Visualmente, o invento também não tem nada a ver com aqueles que habitam as telas do cinema. Lembra mais um aspirador de pó – e depois de uma briga com a vassoura. Mas superou em muito o patamar de qualquer aparelho que funcione à base de controles remotos ou execute funções pré-programadas. Ele opera com base em princípios biológicos. O robozinho aparenta interagir com o ambiente e demonstra interesse com o que encontra pela frente. Ao deparar com blocos de montar espalhados no chão, por exemplo, não os evita, mas usa seus bracinhos mecânicos para pegar as peças e experimentá-las em alguns tipos de disposição. Tem a curiosidade de um bebê que encontra objetos e não sabe para que servem. Assim, o Darwin, chamado de "dispositivo baseado no cérebro" (Brain-Based Devices, ou BBD), é capaz de mudar ações a partir do auto-aprenzidado. "A máquina se relaciona cada vez mais com o ambiente", disse Jeffrey Krichmar, um dos pais do pequeno Darwin, cujos primeiros trabalhos teóricos datam de 2003.

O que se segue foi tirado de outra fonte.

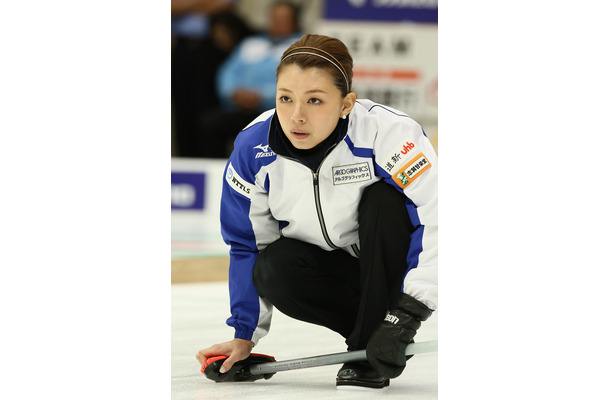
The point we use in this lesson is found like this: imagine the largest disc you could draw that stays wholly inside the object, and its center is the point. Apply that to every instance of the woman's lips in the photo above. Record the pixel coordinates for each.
(299, 134)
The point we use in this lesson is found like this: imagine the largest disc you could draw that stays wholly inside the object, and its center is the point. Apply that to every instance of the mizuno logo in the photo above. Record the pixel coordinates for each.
(265, 152)
(391, 318)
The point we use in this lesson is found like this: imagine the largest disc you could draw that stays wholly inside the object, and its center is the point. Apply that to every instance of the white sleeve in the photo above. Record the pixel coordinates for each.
(406, 159)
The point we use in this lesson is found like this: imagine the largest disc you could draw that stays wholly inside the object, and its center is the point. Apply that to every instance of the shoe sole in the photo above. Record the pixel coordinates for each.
(347, 383)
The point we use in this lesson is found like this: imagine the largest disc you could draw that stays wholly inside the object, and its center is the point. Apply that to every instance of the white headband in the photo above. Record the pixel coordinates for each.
(315, 54)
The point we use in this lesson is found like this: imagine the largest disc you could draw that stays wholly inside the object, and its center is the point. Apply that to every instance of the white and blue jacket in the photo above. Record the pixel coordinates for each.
(262, 190)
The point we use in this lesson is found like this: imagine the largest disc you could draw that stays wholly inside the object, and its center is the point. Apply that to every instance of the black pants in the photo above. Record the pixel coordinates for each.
(331, 288)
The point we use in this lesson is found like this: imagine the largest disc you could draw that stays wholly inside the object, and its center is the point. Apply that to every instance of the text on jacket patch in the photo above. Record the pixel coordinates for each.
(351, 173)
(411, 171)
(237, 183)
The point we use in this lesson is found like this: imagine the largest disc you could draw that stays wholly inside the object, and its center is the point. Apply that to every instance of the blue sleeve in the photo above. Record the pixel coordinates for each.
(236, 229)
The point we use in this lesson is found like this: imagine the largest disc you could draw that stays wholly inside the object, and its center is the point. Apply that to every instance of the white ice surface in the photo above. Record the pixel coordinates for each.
(199, 311)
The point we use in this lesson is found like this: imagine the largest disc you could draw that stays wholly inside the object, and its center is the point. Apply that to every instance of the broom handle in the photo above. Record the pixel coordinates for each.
(337, 358)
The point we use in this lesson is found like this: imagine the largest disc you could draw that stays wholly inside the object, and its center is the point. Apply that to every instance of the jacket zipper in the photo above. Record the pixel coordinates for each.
(316, 191)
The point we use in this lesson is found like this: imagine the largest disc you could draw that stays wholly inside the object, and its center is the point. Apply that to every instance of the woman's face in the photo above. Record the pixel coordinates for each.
(309, 105)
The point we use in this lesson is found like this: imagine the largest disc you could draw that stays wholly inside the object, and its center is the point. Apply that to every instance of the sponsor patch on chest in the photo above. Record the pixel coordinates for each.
(411, 171)
(351, 173)
(237, 183)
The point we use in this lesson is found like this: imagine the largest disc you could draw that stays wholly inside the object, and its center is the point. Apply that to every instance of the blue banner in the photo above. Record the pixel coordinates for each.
(188, 190)
(423, 11)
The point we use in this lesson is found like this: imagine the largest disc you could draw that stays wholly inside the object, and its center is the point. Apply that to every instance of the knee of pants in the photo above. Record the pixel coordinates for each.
(382, 203)
(267, 268)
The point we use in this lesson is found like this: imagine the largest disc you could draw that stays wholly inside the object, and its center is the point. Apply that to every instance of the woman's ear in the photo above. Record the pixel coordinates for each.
(349, 102)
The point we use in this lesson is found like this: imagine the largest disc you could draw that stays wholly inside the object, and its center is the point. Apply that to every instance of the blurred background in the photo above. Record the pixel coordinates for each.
(224, 55)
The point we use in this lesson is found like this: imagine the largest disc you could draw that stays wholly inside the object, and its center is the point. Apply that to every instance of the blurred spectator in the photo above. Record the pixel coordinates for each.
(196, 56)
(246, 80)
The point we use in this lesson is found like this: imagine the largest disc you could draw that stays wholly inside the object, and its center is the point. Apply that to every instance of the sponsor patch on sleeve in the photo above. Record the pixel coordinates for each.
(351, 173)
(237, 183)
(398, 157)
(411, 171)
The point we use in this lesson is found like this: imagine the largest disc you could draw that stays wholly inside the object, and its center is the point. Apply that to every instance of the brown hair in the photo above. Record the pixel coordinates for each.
(319, 51)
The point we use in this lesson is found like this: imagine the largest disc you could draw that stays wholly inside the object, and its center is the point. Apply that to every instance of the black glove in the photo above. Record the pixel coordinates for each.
(385, 350)
(239, 372)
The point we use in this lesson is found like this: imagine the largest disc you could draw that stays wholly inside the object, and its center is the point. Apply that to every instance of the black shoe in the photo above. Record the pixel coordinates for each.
(360, 374)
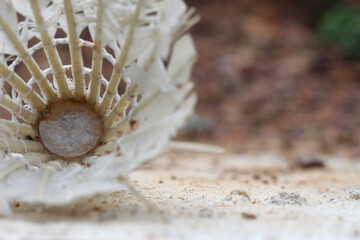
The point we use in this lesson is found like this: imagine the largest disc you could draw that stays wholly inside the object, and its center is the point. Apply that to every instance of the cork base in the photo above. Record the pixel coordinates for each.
(70, 129)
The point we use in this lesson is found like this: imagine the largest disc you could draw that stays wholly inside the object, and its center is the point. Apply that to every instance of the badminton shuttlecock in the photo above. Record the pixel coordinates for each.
(68, 131)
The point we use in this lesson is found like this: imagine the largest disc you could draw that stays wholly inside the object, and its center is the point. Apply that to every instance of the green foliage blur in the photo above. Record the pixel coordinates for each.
(340, 27)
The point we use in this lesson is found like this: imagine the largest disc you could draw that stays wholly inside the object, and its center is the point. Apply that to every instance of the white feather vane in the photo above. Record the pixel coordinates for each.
(143, 45)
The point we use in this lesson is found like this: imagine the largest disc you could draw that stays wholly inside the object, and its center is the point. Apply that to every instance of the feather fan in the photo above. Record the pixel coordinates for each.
(67, 131)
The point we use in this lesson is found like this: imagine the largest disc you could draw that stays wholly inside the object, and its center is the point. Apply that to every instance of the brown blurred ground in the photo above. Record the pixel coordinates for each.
(265, 84)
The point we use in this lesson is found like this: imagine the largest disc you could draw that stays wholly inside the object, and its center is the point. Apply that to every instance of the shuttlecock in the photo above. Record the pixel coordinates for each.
(72, 133)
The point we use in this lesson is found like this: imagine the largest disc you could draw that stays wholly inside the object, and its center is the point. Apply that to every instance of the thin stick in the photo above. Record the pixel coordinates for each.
(51, 53)
(119, 66)
(34, 159)
(48, 171)
(28, 93)
(151, 207)
(19, 128)
(97, 57)
(20, 146)
(75, 52)
(30, 63)
(18, 110)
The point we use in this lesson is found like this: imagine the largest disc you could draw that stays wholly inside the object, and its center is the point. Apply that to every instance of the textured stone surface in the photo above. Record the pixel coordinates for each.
(209, 197)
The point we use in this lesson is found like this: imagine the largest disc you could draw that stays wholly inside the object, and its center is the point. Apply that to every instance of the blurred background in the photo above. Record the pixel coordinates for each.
(278, 75)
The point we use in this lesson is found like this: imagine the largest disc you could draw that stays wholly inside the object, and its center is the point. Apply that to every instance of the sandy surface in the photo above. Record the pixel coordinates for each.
(202, 196)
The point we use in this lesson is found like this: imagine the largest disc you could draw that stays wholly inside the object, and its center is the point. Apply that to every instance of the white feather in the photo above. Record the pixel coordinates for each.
(8, 14)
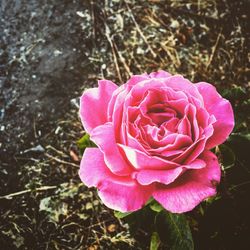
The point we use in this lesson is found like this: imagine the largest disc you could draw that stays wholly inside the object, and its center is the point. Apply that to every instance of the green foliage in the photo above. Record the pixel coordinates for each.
(155, 206)
(155, 241)
(85, 142)
(227, 156)
(174, 230)
(121, 215)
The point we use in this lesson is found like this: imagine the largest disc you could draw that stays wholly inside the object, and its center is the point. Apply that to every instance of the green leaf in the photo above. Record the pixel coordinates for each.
(174, 230)
(155, 241)
(227, 156)
(155, 206)
(121, 215)
(85, 142)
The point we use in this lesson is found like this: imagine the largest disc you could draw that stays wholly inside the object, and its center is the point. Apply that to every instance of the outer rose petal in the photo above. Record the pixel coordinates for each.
(191, 188)
(165, 176)
(160, 74)
(221, 109)
(120, 193)
(94, 104)
(104, 137)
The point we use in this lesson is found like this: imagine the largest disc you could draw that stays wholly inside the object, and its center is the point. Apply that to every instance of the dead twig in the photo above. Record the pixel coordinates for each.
(44, 188)
(213, 51)
(140, 31)
(61, 161)
(107, 34)
(123, 60)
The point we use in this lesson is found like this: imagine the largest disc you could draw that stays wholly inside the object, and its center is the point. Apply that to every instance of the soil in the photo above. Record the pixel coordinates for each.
(50, 51)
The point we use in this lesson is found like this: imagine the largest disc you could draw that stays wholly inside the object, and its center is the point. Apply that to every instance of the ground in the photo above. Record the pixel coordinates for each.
(50, 51)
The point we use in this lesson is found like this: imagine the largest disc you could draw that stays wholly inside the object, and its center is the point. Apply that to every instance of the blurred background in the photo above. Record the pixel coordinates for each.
(50, 51)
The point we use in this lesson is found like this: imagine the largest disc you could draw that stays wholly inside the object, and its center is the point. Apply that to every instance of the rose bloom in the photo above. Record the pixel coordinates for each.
(153, 135)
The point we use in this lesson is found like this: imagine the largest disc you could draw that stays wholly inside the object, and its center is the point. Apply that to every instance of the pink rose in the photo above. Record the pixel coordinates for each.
(154, 134)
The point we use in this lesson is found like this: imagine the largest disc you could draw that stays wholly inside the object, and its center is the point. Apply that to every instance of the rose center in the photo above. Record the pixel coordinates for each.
(160, 113)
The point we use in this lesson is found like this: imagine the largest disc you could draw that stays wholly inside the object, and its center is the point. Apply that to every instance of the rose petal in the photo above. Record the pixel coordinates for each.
(160, 74)
(221, 109)
(140, 160)
(120, 193)
(104, 137)
(148, 176)
(191, 188)
(166, 176)
(93, 169)
(94, 104)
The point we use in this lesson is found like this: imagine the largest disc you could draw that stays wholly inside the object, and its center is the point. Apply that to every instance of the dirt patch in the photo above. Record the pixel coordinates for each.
(50, 52)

Porém, há diferentes abordagens em busca da construção da máquina "pensante". Rodney Brooks, do Instituto de Tecnologia de Massachusetts (MIT), nos Estados Unidos, um dos mais destacados pesquisadores nessa área, prega o avanço passo a passo, como têm feito os pesquisadores do Darwin. Acredita que o melhor é começar de baixo, caminhando da ameba para o inseto, depois para o rato, passando pelo chimpanzé até, um dia, construir um cérebro artificial, minimamente digno do nome. Outros pesquisadores, como o americano Daniel Hillis, que em 1983 fundou a empresa Thinking Machines (Máquinas Pensantes), defendem trajetória diferente. Julgam que a busca do robô-homem terminará quando os computadores tiverem pelo menos 1 milhão de processadores, que seriam suficientes para simular a capacidade dos cerca de 100 bilhões de neurônios do cérebro humano. Atualmente, porém, o equipamento desse tipo mais potente do planeta, o Blue Gene/L, da IBM, tem "somente" 131 072 processadores.

Ainda que a ciência não tenha chegado à construção de uma inteligência artificial com a complexidade do sistema nervoso de um simples inseto, muitos acham que a pesquisa avançará com o desenvolvimento da informática. "Antes do fim do século XXI, os humanos já não serão a entidade mais inteligente e capaz do planeta", indicou o cientista Ray Kurzweil, um dos pesquisadores mais otimistas com o futuro da tecnologia, no livro The Age of Spiritual Machines. Ele acredita que a evolução da inteligência eletrônica é exponencial, com os saltos ocorrendo em períodos cada vez menores. Ou seja, será preciso menos tempo para chegar do rato ao homem do que da ameba ao inseto. E o pulo seguinte será ainda mais rápido. "Assim que o computador alcançar o nível da inteligência humana, ele a ultrapassará", disse Kurzweil a VEJA. Se for assim, resta esperar que, se um dia as máquinas adquirirem a inteligência da ficção, ao menos não aprontem a bagunça que costumam armar nas telas do cinema.